Wednesday, February 17, 2016

Demand for gold last year was on a par with the previous 12 months, with a strong second half making up for weaker demand in the first six months of 2015, according to statistics just published by the World Gold Council (WGC).

Its new Gold Demand Trends report found that “sustained buying” from central banks around the world - plus continued strong demand from China and India in the second half of the year – resulted in stable gold sales for 2016 as a whole.

Investors in China and Europe drove up sales of gold bullion coins and bars, with sales also strong in the US. The WGC said that financial and political tension, coupled with good value gold prices fuelled investor demand during the second half of the year. Globally, investment in the precious metal rose by eight per cent to 878 tonnes from 815 tonnes in 2014.

China remained the world’s biggest buyer of gold in 2015, snapping up 985 tonnes, an increase of two per cent on the year before. India was the second biggest international player in the market, buying 849 tonnes in total, a rise of one per cent on its 2014 total. The two countries combined were responsible for buying almost 45 per cent of the precious metal sold internationally.

Central banks slightly increased their annual demand for gold, buying in 588 tonnes compared to 584 tonnes the previous year. The WGC said that reduced confidence in the international economy and the falling price of oil drove demand.

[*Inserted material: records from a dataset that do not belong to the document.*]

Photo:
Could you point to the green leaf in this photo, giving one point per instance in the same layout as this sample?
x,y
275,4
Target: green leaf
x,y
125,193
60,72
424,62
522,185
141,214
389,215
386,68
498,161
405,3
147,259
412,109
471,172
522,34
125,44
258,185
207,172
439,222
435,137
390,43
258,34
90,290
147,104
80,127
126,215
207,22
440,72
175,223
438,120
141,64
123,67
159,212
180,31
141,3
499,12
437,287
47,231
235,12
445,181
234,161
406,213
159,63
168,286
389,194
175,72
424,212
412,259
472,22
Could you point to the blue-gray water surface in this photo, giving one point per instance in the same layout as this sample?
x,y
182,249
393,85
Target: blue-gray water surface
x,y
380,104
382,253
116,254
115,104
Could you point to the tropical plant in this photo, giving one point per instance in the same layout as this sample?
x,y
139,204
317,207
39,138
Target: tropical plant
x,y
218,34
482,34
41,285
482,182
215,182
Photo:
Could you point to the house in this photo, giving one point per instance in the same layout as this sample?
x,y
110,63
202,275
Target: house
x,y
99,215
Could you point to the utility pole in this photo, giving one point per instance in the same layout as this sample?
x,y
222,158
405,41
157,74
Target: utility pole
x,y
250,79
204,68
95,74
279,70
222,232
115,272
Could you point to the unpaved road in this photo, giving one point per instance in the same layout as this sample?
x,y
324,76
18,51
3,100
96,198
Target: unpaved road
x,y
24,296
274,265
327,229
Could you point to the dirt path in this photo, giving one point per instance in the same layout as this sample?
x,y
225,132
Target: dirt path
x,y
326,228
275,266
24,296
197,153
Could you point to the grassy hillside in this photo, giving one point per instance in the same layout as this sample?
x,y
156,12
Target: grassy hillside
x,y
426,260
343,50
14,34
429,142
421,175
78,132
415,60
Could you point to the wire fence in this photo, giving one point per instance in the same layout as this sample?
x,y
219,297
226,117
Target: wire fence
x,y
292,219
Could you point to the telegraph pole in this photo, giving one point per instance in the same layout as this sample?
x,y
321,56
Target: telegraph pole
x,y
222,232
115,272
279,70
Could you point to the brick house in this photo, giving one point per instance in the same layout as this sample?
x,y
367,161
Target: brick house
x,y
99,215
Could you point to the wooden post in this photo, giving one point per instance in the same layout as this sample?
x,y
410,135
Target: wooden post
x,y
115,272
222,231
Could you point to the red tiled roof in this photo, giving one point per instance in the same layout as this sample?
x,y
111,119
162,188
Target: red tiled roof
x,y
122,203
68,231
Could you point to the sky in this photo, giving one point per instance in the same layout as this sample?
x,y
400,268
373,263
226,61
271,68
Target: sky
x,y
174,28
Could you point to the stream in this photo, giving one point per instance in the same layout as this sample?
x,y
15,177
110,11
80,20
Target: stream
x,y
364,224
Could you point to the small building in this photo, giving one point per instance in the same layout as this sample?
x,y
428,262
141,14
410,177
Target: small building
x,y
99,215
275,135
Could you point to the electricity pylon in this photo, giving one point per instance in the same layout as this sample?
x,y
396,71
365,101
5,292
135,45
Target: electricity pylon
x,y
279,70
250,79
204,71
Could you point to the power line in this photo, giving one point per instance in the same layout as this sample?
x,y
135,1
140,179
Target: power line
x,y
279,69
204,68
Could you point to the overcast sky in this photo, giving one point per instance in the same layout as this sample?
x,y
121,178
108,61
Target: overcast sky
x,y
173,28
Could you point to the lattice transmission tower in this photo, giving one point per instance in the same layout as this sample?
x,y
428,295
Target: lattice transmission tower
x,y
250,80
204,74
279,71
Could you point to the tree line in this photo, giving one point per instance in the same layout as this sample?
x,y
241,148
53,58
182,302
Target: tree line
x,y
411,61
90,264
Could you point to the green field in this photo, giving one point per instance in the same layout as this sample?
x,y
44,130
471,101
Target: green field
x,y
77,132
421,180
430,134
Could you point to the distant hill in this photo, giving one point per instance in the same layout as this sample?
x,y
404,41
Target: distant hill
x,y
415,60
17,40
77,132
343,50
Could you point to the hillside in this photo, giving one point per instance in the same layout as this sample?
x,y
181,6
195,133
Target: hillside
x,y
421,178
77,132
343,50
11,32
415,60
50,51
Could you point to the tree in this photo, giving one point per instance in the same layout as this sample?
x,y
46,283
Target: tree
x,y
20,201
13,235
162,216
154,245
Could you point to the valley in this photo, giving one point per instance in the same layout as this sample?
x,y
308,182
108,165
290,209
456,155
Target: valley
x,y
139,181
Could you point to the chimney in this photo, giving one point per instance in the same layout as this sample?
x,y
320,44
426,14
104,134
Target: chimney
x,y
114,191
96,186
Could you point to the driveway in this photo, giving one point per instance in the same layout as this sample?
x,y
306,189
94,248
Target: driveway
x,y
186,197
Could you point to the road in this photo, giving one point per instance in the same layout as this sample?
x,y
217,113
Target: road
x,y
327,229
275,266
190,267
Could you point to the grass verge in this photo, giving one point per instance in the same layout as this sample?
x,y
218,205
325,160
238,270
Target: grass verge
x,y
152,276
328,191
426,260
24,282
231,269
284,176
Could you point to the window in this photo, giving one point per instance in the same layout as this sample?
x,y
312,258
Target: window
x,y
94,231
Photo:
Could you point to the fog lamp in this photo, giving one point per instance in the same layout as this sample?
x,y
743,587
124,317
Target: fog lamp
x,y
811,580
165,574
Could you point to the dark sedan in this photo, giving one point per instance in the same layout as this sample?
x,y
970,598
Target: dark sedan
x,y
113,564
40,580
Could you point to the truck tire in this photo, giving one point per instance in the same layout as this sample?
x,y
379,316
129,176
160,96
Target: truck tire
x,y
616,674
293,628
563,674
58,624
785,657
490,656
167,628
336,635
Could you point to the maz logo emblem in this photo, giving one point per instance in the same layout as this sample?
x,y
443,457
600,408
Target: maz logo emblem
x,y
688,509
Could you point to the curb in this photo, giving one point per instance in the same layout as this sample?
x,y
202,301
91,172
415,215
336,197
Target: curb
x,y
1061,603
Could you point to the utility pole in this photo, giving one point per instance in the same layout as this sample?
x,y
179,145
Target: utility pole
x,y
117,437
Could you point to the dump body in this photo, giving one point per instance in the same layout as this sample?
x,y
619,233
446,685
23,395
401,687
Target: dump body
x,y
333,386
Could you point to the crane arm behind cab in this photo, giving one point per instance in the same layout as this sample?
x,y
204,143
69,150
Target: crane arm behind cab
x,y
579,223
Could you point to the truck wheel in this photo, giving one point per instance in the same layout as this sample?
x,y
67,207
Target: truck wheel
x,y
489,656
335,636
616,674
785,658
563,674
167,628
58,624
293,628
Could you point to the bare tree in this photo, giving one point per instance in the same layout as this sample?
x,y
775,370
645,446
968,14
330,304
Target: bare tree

WGC head of market intelligence, Alistair Hewitt, said: “In a year that saw global economic and stock market turmoil, the first US interest rate rise in nine years and falling oil prices, demand for gold remained resilient, coming in at 4,212 tonnes for the full year.

“Looking ahead, physical demand will continue to be supported by strong central bank purchases, and continued buying of jewellery, bars and coins by households across the world, led by India and China. If we just look at the year to date, the investment case for gold is as strong as ever. While stock markets have wobbled, gold has performed well.”